A Look at Emerging Technologies

This project is a combination of multiple camera and computer-vision technologies to form a cohesive demonstration. It is possible to connect via either a CLI shell or Web-based GUI to command an SSH server. This allows for the interaction with a connected camera or to analyze captured video and image data. This demonstration is not intended to be a complete commercial product or production ready solution. Rather, it is a novel way to demonstrate emerging technologies in a realistic fashion. This is intended to serve as a proof-of-concept rather than a practical application.

Here I will demonstrate some of the more novel features implemented in this project. The features have been divided into three categories:

  1. Networking Connectivity and Development

  2. AI (More specifically features that take advantage of LLMs and Machine Vision, local to the server)
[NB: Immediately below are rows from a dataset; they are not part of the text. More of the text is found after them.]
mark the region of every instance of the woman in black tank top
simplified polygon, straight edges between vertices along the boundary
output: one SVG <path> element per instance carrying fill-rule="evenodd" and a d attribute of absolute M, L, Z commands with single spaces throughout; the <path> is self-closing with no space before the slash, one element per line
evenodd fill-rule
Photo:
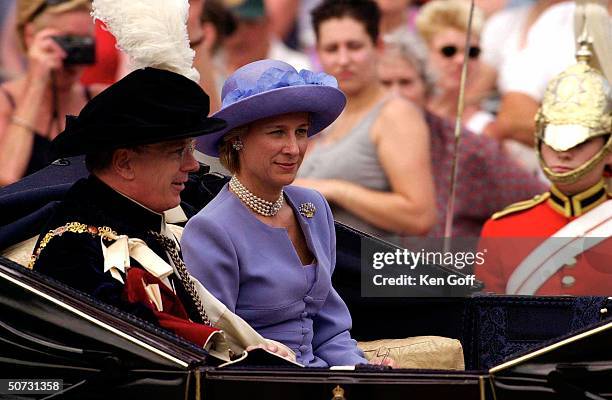
<path fill-rule="evenodd" d="M 102 89 L 79 83 L 82 60 L 69 57 L 58 40 L 93 38 L 90 7 L 89 0 L 17 2 L 17 30 L 28 67 L 22 77 L 0 86 L 0 186 L 53 161 L 51 140 L 64 129 L 65 116 L 78 114 Z"/>

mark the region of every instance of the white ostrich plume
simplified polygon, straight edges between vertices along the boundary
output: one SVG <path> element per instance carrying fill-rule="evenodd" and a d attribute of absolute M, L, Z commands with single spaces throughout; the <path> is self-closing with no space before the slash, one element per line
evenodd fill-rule
<path fill-rule="evenodd" d="M 197 82 L 188 12 L 188 0 L 93 0 L 91 15 L 104 22 L 134 68 L 164 69 Z"/>

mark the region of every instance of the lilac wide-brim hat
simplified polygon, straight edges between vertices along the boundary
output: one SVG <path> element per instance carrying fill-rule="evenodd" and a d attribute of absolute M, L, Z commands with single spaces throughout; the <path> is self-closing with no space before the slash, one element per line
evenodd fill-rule
<path fill-rule="evenodd" d="M 197 149 L 219 157 L 219 142 L 230 130 L 275 115 L 310 113 L 308 136 L 321 132 L 338 118 L 346 97 L 336 79 L 323 72 L 301 70 L 277 60 L 261 60 L 236 70 L 223 85 L 221 110 L 213 116 L 225 129 L 198 138 Z"/>

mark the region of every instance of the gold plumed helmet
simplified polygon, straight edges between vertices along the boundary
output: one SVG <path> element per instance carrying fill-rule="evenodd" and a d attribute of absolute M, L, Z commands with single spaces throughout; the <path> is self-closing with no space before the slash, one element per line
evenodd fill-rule
<path fill-rule="evenodd" d="M 585 24 L 578 39 L 577 63 L 548 83 L 536 114 L 536 150 L 544 173 L 553 183 L 576 182 L 612 151 L 612 92 L 608 80 L 593 66 L 599 63 L 592 48 Z M 572 171 L 553 172 L 542 159 L 542 143 L 555 151 L 567 151 L 598 136 L 607 136 L 604 147 Z"/>

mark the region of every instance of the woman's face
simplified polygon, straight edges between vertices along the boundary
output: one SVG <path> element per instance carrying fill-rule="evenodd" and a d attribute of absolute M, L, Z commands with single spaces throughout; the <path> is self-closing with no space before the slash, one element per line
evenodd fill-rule
<path fill-rule="evenodd" d="M 378 78 L 386 89 L 421 107 L 425 105 L 425 82 L 412 64 L 399 54 L 385 55 L 380 59 Z"/>
<path fill-rule="evenodd" d="M 74 10 L 60 14 L 43 14 L 40 17 L 41 26 L 38 30 L 52 28 L 58 31 L 58 36 L 89 36 L 94 38 L 94 23 L 87 11 Z M 76 83 L 83 73 L 83 65 L 65 65 L 57 71 L 56 85 L 59 88 L 70 87 Z"/>
<path fill-rule="evenodd" d="M 309 115 L 289 113 L 260 119 L 242 137 L 238 178 L 264 190 L 290 185 L 308 146 Z"/>
<path fill-rule="evenodd" d="M 323 70 L 347 96 L 376 82 L 377 49 L 361 22 L 343 17 L 321 23 L 317 52 Z"/>
<path fill-rule="evenodd" d="M 466 33 L 454 28 L 446 28 L 436 33 L 429 47 L 429 68 L 435 77 L 436 88 L 442 92 L 459 90 L 461 68 L 465 51 Z M 478 74 L 479 38 L 471 36 L 468 64 L 468 82 Z"/>

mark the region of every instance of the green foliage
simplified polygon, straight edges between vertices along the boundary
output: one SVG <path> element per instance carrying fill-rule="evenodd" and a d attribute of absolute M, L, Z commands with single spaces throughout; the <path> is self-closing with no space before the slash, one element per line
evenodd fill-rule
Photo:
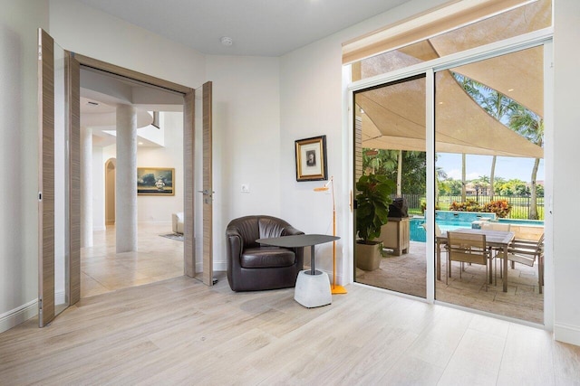
<path fill-rule="evenodd" d="M 496 200 L 490 201 L 483 206 L 482 212 L 488 212 L 490 213 L 496 213 L 496 216 L 500 219 L 505 219 L 511 211 L 511 205 L 507 200 Z"/>
<path fill-rule="evenodd" d="M 496 213 L 499 218 L 506 218 L 511 211 L 511 206 L 507 200 L 490 201 L 484 205 L 475 200 L 468 200 L 465 202 L 453 202 L 450 205 L 450 211 L 456 212 L 485 212 Z"/>
<path fill-rule="evenodd" d="M 475 200 L 468 200 L 465 202 L 453 202 L 450 205 L 450 211 L 456 212 L 483 212 L 483 206 Z"/>
<path fill-rule="evenodd" d="M 362 175 L 356 183 L 356 232 L 362 242 L 381 235 L 381 227 L 387 223 L 391 194 L 395 184 L 384 175 Z"/>
<path fill-rule="evenodd" d="M 368 150 L 377 154 L 367 155 Z M 424 194 L 427 190 L 427 158 L 425 152 L 402 151 L 401 186 L 406 194 Z M 399 150 L 362 149 L 362 170 L 397 181 Z"/>

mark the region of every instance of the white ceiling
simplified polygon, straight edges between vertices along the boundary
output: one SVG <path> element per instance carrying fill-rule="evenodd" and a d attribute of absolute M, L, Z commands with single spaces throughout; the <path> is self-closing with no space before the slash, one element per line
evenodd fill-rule
<path fill-rule="evenodd" d="M 411 0 L 78 1 L 203 53 L 280 56 Z"/>

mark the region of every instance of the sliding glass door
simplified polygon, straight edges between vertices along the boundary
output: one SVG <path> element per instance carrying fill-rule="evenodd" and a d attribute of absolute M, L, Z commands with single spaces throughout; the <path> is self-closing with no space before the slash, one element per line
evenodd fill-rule
<path fill-rule="evenodd" d="M 362 71 L 375 66 L 367 61 Z M 355 281 L 426 297 L 425 243 L 418 219 L 425 208 L 424 75 L 389 82 L 354 93 L 355 185 L 357 202 L 354 249 Z M 380 186 L 386 182 L 388 215 L 382 219 L 377 205 Z M 369 192 L 365 192 L 368 189 Z M 386 214 L 386 213 L 385 213 Z M 417 216 L 411 218 L 410 216 Z M 380 227 L 375 243 L 365 227 Z"/>

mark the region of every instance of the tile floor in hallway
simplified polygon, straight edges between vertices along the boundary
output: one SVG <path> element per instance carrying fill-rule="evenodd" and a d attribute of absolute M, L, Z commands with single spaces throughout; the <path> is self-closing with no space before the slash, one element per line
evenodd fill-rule
<path fill-rule="evenodd" d="M 116 253 L 115 228 L 93 233 L 93 247 L 81 249 L 81 297 L 183 275 L 183 242 L 160 237 L 171 224 L 139 224 L 138 250 Z"/>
  3. Classic DVR/NVR Security features like recording video and capturing images

Initially this was just going to be a secure text based application before I added the web-based GUI (WebUI). That being the case, let’s look at it first. The server-end can be accessed across a network via SSH. This is an industry standard for interacting securely with computers and equipment, commonly in a text-based environment. This gets the job done but I wanted to create a dashboard to easily access the features without having to type in and remember a bunch of commands.

By using a WebUI dashboard, it’s easy to mock-up a closer approximation to what the final product could look like. This could feasibly be run on a phone or tablet.

I am not a programmer by trade but I have always had a fascination with coding and development. The client end is built on python while the server side is python for the flask backend and javascript and HTML for the frontend WebUI.

My process included a lot of LLM assistance. This is becoming more and more common practice in coding/development work. Although this is controversial, and is shunned in some circles I don’t think I could have gotten this off the ground without using these tools. I have the utmost respect for the experts in this field that don’t have to rely on LLMs.

The term AI means so many different things to different people in the modern context. It has become a catch-all buzzword that is overused and vague. However for the sake of simplicity, I’ll use it here to refer to features that take advantage of Local LLMs and Computer/Machine Vision.

Here is a list of the AI features in the app:

  • Facial Analysis (Age, gender, emotion)

  • Image Interrogation - This gives a detailed textual description of an image

  • Face detection - Ability to recognize a face

  • Object Recognition - Differentiate objects in an image and name them

Fundamental DVR/NVR Security/Surveillance features:

  • Camera Image capture

  • Video Recording

This is a work in progress and in conclusion I would like to share some of the features I would like to add or expand upon.

future feature-set:

  • Complete overhaul of the handling of username and password credentials

  • Testing for use across remote networks

  • Pose Estimation

  • Expanded Emotion Recognition (Numerical Score)

  • Improved object detection

  • Action detection (what the person is doing)

  • Hand tracking (could be linked to commands or used for analytics/telemetry)

  • improved face detection

  • WebGUI ported to android or IOS app.

  • Server-side could be de-bloated to run on SBCs, Low powered devices, and/or motorized equipment.

Currently the whole stack can be run on a single machine or two machines on the same network. If not already posted at the time this is published, I intend to upload the code to a Git-repo.